Preschool services provide many benefits for children, but many studies lack socioeconomic data to see whether these benefits are equal for all children.
- Children from low-income families who attend preschool are less likely to struggle developmentally.
What is the research about?
Early Development Instrument (EDI) results in Montreal showed that in 2006 one in three kindergartners struggled in at least one area of their development.
These results made stakeholders ask one key question: how did preschool connect to later development?
Previous research shows that attending preschool contributes to later educational success. Socioeconomically disadvantaged children are less likely to attend preschool on a regular basis. But those who do attend high-quality preschool are more ready for school.
Another EDI collection in 2012 allowed researchers to further explore how preschool attendance affects later development.
What did the researchers do?
Researchers collected data on 1,184 kindergarten children in Montreal. They linked EDI scores with information from several surveys.
Researchers looked at:
- Type of preschool
- Age at start of preschool
- How long the child attended preschool
- Average weekly attendance
- Overall amount of time in preschool
- Family income
What did the researchers find?
Fewer children from low-income families attended preschool (79.6%) compared to better-off families (90.5%). These children started attending later and less frequently. They also were more likely to attend lower quality preschools.
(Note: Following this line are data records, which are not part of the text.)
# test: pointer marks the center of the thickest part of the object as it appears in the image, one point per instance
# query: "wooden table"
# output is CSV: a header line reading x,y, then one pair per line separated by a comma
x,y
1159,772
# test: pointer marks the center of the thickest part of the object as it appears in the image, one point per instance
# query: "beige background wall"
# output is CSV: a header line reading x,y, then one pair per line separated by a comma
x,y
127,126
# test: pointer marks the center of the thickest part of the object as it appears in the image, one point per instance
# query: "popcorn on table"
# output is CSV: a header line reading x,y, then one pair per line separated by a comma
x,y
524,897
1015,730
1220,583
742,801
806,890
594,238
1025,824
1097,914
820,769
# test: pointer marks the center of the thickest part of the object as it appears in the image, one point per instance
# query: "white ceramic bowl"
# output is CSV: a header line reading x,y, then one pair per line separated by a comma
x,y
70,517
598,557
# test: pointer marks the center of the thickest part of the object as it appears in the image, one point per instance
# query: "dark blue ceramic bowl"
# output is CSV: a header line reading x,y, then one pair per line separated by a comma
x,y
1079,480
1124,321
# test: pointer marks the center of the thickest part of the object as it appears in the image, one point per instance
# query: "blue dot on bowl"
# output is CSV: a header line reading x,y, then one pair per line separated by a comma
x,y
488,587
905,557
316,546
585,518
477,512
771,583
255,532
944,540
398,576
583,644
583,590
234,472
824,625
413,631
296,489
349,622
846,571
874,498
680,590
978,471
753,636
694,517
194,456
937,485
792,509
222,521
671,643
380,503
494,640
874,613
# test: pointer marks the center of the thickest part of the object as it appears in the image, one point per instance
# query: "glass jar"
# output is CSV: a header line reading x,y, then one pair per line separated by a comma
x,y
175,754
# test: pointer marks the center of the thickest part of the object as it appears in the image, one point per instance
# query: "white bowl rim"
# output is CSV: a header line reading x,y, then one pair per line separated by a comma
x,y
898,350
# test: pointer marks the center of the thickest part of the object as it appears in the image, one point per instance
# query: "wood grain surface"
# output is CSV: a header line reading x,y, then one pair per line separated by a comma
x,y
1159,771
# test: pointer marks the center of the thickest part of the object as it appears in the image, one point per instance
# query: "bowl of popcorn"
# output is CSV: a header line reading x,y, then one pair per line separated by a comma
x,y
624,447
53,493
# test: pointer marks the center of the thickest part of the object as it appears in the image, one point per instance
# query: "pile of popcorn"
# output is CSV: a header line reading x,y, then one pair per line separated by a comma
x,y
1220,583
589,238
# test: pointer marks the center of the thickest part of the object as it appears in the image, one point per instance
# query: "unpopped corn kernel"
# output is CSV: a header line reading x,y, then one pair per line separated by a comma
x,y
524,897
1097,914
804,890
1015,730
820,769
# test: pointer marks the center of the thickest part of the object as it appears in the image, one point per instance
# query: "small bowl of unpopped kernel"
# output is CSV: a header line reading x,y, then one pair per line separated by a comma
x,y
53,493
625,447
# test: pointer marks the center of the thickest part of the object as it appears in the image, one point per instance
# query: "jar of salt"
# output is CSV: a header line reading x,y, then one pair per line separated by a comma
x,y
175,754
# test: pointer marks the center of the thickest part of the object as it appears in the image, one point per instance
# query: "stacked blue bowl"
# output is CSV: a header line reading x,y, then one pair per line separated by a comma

Children from low-income families who attended high-quality early childhood centre daycares were less likely to be vulnerable in two or more EDI domains than their peers who did not attend any preschool. Other preschool services did not show any protective effects, regardless of family income.
Timing mattered as well. Children who started attending preschool before the age of 12 months were less likely to be vulnerable in two or more EDI domains.
What does this research mean?
Attending preschool can be beneficial for children from low-income families, but only if the preschools are high quality. Results suggest that these children should start attending before the age of 12 months.
The results call for more high-quality early childhood centre daycares in disadvantaged neighbourhoods. These should also be more affordable to make them more accessible.